3. Cocinar hasta el punto de bola blanda
Coloque la cacerola a fuego medio. Remueva constantemente mientras la mezcla hierve, luego reduzca el fuego a medio-bajo. Continúe cocinando, removiendo ocasionalmente, hasta que la mezcla alcance los 116 °C (240 °F) en un termómetro de caramelo (punto de bola blanda).

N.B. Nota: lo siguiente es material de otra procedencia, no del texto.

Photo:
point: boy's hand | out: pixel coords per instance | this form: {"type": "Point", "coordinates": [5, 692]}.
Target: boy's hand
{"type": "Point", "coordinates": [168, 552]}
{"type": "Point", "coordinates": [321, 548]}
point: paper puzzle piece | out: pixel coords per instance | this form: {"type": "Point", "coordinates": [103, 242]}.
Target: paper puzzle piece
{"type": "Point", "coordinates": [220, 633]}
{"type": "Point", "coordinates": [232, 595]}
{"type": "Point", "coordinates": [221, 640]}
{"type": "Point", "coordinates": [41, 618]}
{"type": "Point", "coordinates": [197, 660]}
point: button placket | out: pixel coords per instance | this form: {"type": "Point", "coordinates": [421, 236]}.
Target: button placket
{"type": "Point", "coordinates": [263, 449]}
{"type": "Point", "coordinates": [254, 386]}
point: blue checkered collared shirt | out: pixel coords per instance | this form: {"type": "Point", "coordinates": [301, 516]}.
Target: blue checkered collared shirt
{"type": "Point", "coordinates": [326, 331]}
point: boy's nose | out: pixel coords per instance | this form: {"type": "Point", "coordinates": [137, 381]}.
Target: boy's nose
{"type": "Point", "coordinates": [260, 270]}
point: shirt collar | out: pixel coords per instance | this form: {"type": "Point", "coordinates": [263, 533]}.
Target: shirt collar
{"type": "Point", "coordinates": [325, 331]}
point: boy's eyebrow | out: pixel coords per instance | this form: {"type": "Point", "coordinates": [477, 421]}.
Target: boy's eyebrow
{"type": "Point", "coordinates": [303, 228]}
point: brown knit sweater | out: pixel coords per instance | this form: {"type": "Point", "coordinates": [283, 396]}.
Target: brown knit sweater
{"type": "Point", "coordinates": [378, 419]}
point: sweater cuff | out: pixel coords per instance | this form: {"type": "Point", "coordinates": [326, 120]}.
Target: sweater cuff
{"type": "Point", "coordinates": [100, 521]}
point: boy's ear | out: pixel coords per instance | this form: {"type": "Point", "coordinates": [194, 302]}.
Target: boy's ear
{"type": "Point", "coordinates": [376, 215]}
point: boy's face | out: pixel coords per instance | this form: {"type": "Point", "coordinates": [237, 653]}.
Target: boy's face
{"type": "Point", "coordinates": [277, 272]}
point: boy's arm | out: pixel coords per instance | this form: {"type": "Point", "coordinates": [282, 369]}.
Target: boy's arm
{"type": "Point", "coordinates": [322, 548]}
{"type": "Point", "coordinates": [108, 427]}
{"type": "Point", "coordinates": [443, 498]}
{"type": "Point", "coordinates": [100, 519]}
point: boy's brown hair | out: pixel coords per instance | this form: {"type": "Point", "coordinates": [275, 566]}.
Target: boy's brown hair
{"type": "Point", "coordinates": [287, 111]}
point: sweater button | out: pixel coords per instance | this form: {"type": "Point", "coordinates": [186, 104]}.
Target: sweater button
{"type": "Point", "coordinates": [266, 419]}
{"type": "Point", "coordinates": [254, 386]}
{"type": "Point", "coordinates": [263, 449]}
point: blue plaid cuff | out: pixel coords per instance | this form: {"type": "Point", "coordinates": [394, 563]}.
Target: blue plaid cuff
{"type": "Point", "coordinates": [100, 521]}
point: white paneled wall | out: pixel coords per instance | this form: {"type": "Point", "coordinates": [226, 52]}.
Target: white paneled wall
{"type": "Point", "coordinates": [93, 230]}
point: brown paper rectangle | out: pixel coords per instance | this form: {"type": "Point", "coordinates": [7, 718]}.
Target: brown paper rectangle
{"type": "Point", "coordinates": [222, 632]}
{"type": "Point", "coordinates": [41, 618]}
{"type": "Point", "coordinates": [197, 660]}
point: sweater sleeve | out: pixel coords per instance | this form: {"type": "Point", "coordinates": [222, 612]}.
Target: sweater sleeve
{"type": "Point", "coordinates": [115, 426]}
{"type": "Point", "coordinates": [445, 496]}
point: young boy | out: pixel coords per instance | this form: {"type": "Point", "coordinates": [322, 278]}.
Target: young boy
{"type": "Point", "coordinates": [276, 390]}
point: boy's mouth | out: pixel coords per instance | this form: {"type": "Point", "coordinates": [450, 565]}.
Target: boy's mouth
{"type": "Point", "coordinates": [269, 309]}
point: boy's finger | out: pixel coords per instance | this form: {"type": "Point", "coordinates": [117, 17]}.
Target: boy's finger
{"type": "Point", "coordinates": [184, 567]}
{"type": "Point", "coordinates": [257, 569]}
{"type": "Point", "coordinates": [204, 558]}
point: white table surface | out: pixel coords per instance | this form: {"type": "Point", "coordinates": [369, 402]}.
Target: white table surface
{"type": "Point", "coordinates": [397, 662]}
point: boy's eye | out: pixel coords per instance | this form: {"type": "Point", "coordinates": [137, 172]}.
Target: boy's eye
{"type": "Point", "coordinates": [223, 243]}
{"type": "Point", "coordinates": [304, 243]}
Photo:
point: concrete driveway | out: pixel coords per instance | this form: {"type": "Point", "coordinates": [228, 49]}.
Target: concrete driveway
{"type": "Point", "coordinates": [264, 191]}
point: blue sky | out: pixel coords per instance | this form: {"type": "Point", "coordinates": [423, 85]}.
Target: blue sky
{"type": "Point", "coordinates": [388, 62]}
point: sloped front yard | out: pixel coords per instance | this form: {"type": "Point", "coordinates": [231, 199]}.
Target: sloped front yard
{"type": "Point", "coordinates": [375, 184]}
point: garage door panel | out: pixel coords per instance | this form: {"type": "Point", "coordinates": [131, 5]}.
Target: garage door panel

4. Añadir el sabor y las nueces
Retire del fuego y agregue la vainilla y las nueces picadas. Mezcle bien para que las nueces se incorporen uniformemente a la mezcla de caramelo.
5. Verter y enfriar
Vierta con cuidado la mezcla caliente sobre el molde preparado. Use una espátula para extenderla en una capa uniforme. Deja enfriar completamente a temperatura ambiente hasta que esté firme.
6. Corta y sirve
Una vez que esté completamente firme, corta el caramelo en cuadrados o trozos pequeños. Para guardarlo o regalarlo fácilmente, envuelve cada pieza en papel encerado o celofán.
Sugerencias para servir
Este caramelo se disfruta mejor a temperatura ambiente, ya sea como un dulce después de una comida o acompañado de café o té durante un momento de relax.
Consejos y variaciones de la receta
Prueba con diferentes frutos secos: Si bien las nueces pecanas y las nueces son clásicas, puedes probar con almendras, avellanas o anacardos para darle un toque diferente.
Toque dulce y salado: Espolvorea una pizca de sal marina en escamas sobre el caramelo justo antes de que se endurezca para un sabor equilibrado.
Un toque especial: Añade una cucharada de bourbon o ron especiado después de retirar del fuego para un sabor más sofisticado.
Un regalo perfecto: Envuelve las piezas individualmente en papel encerado decorativo y colócalas en latas o cajas para un regalo navideño casero.
Consideraciones finales
Los dulces de nueces de Oklahoma combinan sencillez y placer en cada bocado. Con solo unos pocos ingredientes y un poco de dedicación, puedes crear un dulce perfecto para fiestas, reuniones o noches tranquilas en casa. ¡Prepara una tanda y disfruta de su crujiente sabor a mantequilla que ha perdurado a través del tiempo!